Duncan blows me a kiss and my heart swells. “Miss you too.”
I can’t help Cheshire catting as I put my phone back into my bag, double-lock myself out of Mum’s house, and make my way up the road.
Chapter 40 – Afternoon Tea For Three… Five
So we head off to the garden centre between Tring and Bulbourne. There’s a pub on the left if we keep going into Bulbourne and I’ve passed it a hundred times as it’s the way I come into Tring whenever I visit but I’ve never noticed its name, or it doesn’t register. I still don’t get to find out this time as we turn right into the garden centre car park a hundred yards or so early.
I pull into an end space four rows from the front, and my uncle remarks at how busy the car park is for a Wednesday.
“Maybe it’s OAPs’ day,” my aunt suggests. I’m surprised she doesn’t know, being one herself.
As we’re walking towards the café between the pet store and main outside plant areas, I do a quick search on Google but it only mentions pensioner discount on a Tuesday and their rewards card giving five points per pound spent, entitling the holder to £2.50 per 250 rewards. My brain almost whirrs as it calculates a fifty-pound outlay for that recompense. Compared with a pound back for every hundred spent on most other reward cards, that’s pretty good. Not that it’s going to change the world but for some my aunt and uncle’s age, every penny counts. And many of them are here.
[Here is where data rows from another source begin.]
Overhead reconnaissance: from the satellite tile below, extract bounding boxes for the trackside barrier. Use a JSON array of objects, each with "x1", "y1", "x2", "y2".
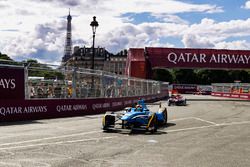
[
  {"x1": 212, "y1": 92, "x2": 250, "y2": 100},
  {"x1": 0, "y1": 94, "x2": 165, "y2": 122},
  {"x1": 0, "y1": 61, "x2": 168, "y2": 121},
  {"x1": 212, "y1": 82, "x2": 250, "y2": 100}
]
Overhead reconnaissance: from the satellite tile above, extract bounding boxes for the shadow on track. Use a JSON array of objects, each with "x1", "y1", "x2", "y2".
[
  {"x1": 187, "y1": 99, "x2": 250, "y2": 102},
  {"x1": 0, "y1": 120, "x2": 43, "y2": 126},
  {"x1": 103, "y1": 123, "x2": 176, "y2": 136}
]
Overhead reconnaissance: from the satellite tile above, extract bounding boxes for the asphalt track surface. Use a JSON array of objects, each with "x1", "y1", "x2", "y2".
[{"x1": 0, "y1": 95, "x2": 250, "y2": 167}]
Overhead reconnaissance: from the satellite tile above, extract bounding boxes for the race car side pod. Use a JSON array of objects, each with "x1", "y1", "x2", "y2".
[
  {"x1": 146, "y1": 113, "x2": 157, "y2": 133},
  {"x1": 102, "y1": 114, "x2": 115, "y2": 130}
]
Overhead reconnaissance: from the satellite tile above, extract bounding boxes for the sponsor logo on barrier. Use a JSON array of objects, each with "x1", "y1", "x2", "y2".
[
  {"x1": 0, "y1": 68, "x2": 24, "y2": 100},
  {"x1": 0, "y1": 106, "x2": 48, "y2": 116},
  {"x1": 112, "y1": 101, "x2": 122, "y2": 107},
  {"x1": 167, "y1": 52, "x2": 250, "y2": 64},
  {"x1": 56, "y1": 104, "x2": 87, "y2": 112},
  {"x1": 0, "y1": 78, "x2": 16, "y2": 89}
]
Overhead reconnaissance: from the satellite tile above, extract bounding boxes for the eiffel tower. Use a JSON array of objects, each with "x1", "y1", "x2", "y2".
[{"x1": 62, "y1": 9, "x2": 72, "y2": 63}]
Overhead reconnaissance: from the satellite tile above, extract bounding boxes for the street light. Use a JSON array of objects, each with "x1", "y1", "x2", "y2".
[
  {"x1": 90, "y1": 16, "x2": 99, "y2": 70},
  {"x1": 90, "y1": 16, "x2": 99, "y2": 95}
]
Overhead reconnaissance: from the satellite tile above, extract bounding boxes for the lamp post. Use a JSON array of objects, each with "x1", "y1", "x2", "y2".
[
  {"x1": 90, "y1": 16, "x2": 99, "y2": 95},
  {"x1": 90, "y1": 16, "x2": 99, "y2": 70}
]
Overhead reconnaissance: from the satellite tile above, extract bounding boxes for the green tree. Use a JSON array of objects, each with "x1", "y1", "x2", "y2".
[
  {"x1": 173, "y1": 69, "x2": 197, "y2": 84},
  {"x1": 0, "y1": 52, "x2": 13, "y2": 61},
  {"x1": 153, "y1": 69, "x2": 173, "y2": 83}
]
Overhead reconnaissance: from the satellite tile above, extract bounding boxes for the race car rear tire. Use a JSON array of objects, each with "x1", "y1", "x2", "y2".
[
  {"x1": 163, "y1": 108, "x2": 168, "y2": 125},
  {"x1": 102, "y1": 114, "x2": 115, "y2": 131},
  {"x1": 147, "y1": 113, "x2": 158, "y2": 133}
]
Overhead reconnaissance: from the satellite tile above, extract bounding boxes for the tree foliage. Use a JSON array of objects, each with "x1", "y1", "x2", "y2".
[{"x1": 153, "y1": 69, "x2": 250, "y2": 85}]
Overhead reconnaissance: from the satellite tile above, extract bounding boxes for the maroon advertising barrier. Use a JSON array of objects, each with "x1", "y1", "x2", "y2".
[
  {"x1": 0, "y1": 67, "x2": 25, "y2": 101},
  {"x1": 145, "y1": 47, "x2": 250, "y2": 69},
  {"x1": 211, "y1": 92, "x2": 250, "y2": 100},
  {"x1": 0, "y1": 94, "x2": 166, "y2": 122},
  {"x1": 172, "y1": 84, "x2": 198, "y2": 94}
]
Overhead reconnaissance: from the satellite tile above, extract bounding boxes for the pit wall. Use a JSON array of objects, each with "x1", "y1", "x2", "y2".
[
  {"x1": 211, "y1": 92, "x2": 250, "y2": 100},
  {"x1": 0, "y1": 94, "x2": 166, "y2": 122}
]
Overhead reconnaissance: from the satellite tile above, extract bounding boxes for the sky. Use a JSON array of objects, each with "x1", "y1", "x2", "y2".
[{"x1": 0, "y1": 0, "x2": 250, "y2": 64}]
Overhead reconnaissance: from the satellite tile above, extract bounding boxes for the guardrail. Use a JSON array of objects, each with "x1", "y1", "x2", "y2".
[{"x1": 0, "y1": 60, "x2": 168, "y2": 99}]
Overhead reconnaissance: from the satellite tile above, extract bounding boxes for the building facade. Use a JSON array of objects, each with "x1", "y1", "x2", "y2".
[{"x1": 62, "y1": 11, "x2": 72, "y2": 63}]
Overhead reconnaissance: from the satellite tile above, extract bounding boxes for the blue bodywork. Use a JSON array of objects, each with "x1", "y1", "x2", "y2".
[
  {"x1": 121, "y1": 100, "x2": 164, "y2": 126},
  {"x1": 103, "y1": 100, "x2": 167, "y2": 131}
]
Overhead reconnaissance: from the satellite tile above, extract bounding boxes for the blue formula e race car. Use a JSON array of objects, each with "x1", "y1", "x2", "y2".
[{"x1": 102, "y1": 100, "x2": 168, "y2": 133}]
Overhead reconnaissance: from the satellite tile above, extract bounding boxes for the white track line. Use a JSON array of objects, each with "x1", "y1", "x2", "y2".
[
  {"x1": 192, "y1": 117, "x2": 217, "y2": 125},
  {"x1": 168, "y1": 117, "x2": 194, "y2": 121},
  {"x1": 0, "y1": 130, "x2": 102, "y2": 146},
  {"x1": 164, "y1": 121, "x2": 250, "y2": 133},
  {"x1": 0, "y1": 136, "x2": 118, "y2": 150}
]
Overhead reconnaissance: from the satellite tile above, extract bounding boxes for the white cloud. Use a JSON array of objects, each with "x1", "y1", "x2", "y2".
[
  {"x1": 241, "y1": 1, "x2": 250, "y2": 9},
  {"x1": 3, "y1": 0, "x2": 250, "y2": 63},
  {"x1": 182, "y1": 18, "x2": 250, "y2": 49},
  {"x1": 215, "y1": 40, "x2": 250, "y2": 50}
]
We get the last spare table outside, and my uncle and I go inside to get the food. My aunt and uncle usually insist on paying but he and I agree to go halves as he won’t let me pay for it all. It’s only when we get to the till to order the hot drinks and pay that my eye’s caught by a flash of orange on a distant table. I recognise the scarf and look to its owner.
Sure enough, there’s my mother sitting opposite a very distinguished-looking man. Charles. It has to be. He must have collected her or I would have spotted her car in the car park but it wasn’t at her house so I’m a tad baffled. I’m sure it wasn’t intentional, for her not to drive here, as there would have been no way of me knowing they were going to be here, or them us, but it explains why Mum wasn’t answering her phone. I debate going over but know they’ll have to come out past us so leave them to it. They’re engrossed in a conversation so I’m not spotted, which is just as well.
My uncle and I pay without him having noticed my mum and I’m relieved for that too.
We return to my aunt and a very wag
gy Elliott. It always makes me laugh at how his whole body moves when his tail does and I wish Buddy were as enthusiastic to see me. He’s very sweet but he’s a one-person dog: Duncan, which is understandable. I smile again as I think of Duncan’s call and I sit with a sigh.
We’ve just struck up a conversation about our lack of summer holidays when a too-young-looking-to-be-working boy comes out with a tray of our hot drinks. I look at his badge. Rather than the standard printed, his is handwritten, as if he’s only temporary. A school exchange, I wonder as the scrawl identifies him as ‘Laurence’.
He looks at the number on our table and only says, “I think these are yours?” but it’s enough for me to detect a French accent.
“Merci,” I say as he distributes the drinks, me pointing at the relevant person each time. He smiles and says something very quickly in his mother tongue. Too quick for me to catch.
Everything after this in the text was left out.